当時お世話になった、料理上手なホストファミリーの影響もあったのかもしれない。

この頃は日本に一時帰国した時でさえ、ABCクッキングの回数券を購入して単発で通っていたし、気になるレシピがあればすぐにメモをして実践した。

料理教室で習った内容もそれで終わらせずに、ちゃんと家で復習していた。実家の夕食も私が作ることが多く、家族も喜んでくれていた。


けれども大学生になると勉強が忙しくなり、ホームステイから離れたことで生活リズムも不規則になり始めた。

それでも外食すると物価が高いことに加えて、パチモンじゃない日本食が食べたいので、自炊する頻度はとても高かった。

今考えれば十分だと思うけど、コロッケやハンバーグ、チャーハンなんかを作り置きしていて。お米も炊いて冷凍し、あとは茹で野菜やサラダを一緒にいただく。

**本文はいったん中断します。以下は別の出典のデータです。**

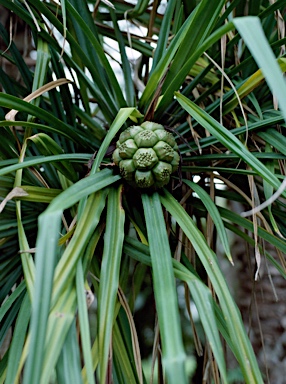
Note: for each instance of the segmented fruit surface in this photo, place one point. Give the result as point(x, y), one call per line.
point(146, 155)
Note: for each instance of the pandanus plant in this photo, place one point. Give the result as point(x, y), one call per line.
point(80, 220)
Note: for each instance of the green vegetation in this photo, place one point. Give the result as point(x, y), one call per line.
point(72, 228)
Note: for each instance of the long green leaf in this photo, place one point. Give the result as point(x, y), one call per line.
point(165, 290)
point(109, 276)
point(201, 296)
point(243, 350)
point(251, 31)
point(214, 213)
point(228, 139)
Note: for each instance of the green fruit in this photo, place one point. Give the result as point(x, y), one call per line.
point(147, 155)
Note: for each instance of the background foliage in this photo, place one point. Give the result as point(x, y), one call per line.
point(99, 282)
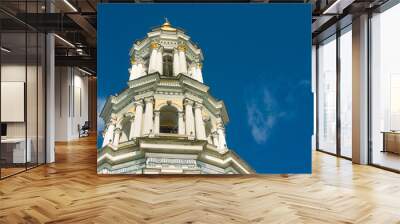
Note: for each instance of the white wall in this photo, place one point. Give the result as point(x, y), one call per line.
point(71, 103)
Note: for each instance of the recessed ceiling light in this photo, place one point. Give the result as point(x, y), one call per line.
point(5, 50)
point(64, 40)
point(70, 5)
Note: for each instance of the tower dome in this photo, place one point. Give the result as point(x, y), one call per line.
point(168, 51)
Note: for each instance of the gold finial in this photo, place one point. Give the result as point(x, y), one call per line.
point(166, 22)
point(154, 45)
point(167, 25)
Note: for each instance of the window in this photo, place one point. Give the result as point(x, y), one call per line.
point(169, 120)
point(385, 89)
point(327, 95)
point(346, 92)
point(167, 65)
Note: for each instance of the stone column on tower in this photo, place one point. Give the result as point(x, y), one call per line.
point(192, 70)
point(159, 62)
point(182, 59)
point(134, 72)
point(148, 117)
point(189, 120)
point(153, 57)
point(137, 126)
point(221, 134)
point(209, 139)
point(156, 122)
point(215, 138)
point(176, 66)
point(108, 133)
point(181, 123)
point(132, 120)
point(198, 73)
point(140, 68)
point(200, 129)
point(117, 135)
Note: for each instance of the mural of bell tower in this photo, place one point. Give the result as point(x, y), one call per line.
point(166, 121)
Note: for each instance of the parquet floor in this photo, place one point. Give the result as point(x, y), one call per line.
point(69, 191)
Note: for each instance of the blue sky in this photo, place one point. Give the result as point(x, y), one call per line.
point(257, 60)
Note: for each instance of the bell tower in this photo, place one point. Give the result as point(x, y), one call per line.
point(166, 121)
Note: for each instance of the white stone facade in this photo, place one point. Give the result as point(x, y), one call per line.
point(166, 121)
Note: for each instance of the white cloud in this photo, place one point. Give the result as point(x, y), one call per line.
point(262, 115)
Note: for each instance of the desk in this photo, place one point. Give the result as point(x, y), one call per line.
point(391, 141)
point(15, 148)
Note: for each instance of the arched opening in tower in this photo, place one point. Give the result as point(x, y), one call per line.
point(167, 65)
point(169, 120)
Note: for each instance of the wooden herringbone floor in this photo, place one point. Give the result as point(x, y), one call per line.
point(69, 191)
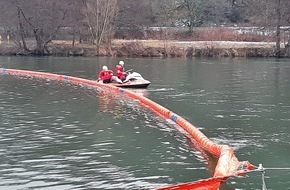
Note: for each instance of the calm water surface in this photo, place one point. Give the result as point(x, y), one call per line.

これがワンパターン化し、料理自体を楽しむことは減った。大学の料理サークルみたいなものには所属していたし、時々友達とケーキやマフィンを焼く時は楽しかったけど。


そして社会人になった今。気分によっては自炊するけど、しない時は全然しない。疲れてると冷凍食品でいいやとなってしまう。


気が向くと一時間以上かけて料理するけど、新しいレシピに挑戦したりする好奇心は湧いてこない。気になるレシピを見つけても、材料の欄を確認すると、これもないこれもないとないものだらけ…じゃあいいや👋🏻と完結してしまう。



それでも私が料理を楽しめる時。

それは無心になりたい時。

なんだか色々と考えすぎてしまった時。

忙しい日が続いて脳が疲労してる時。

単純においしいものが食べたい時。

そんな時に、私はキッチンに立つ。


やっぱり、夏の台所よりも冬の台所が好きだ。冬の台所で切る、りんごが好き。冬の台所で炒める、玉ねぎが好き。冬の台所で茹でる、根菜が好き。

特にりんごを切っている時、なぜか心が落ち着く。切っても切ってもペロリと食べられてしまうのもいいところ。あのシャキシャキした音と、ほんのり甘いけど爽やかな香り。冬の少し冷たい空気と絶妙にマッチする。

こんななんでもないことをしているだけなのに、それに幸せを感じたりする。心が整っていく。何か良いことをした気分になる。生きているなあと実感する。



ここ数年、料理教室を除いては、一人で料理する機会しかない。そんな私にとって、最近の台所は瞑想の場所なのかもしれない。

でも気をつけなくてはならないのが、心が乱れた状態で台所に立たないことだ。
一見矛盾しているように感じるかもしれないけど、怒っていたり、せっかちな気持ちではいけない。何かを作る時、焦りは禁物だ。

料理を心から楽しめる時は、間違いなく心に余裕がある時。イライラしてては指を切ってしまうかもしれないし、野菜を茹ですぎてしまうかもしれないし、鍋を焦がしてしまうかもしれない。それで余計にイライラしたり。何事も、「しなきゃ」と思うほどに面倒になるものだから。



玉ねぎをみじん切りにすること。

一片一片を綺麗に確実に切り離すこと。

溢れないようにでも満遍なく、ボウルの中身をかき混ぜること。

焦がさないようにでも優しく、木べらでフライパンの中の具を動かすこと。

そんな一つ一つの動作さえ楽しめる時、それは料理するに絶好のタイミングだ。


きっと美味しいものができるに違いない。

そういう意味では、料理に心が表れるとはよく言ったものだ。

料理に心が洗われ、表れるのだから。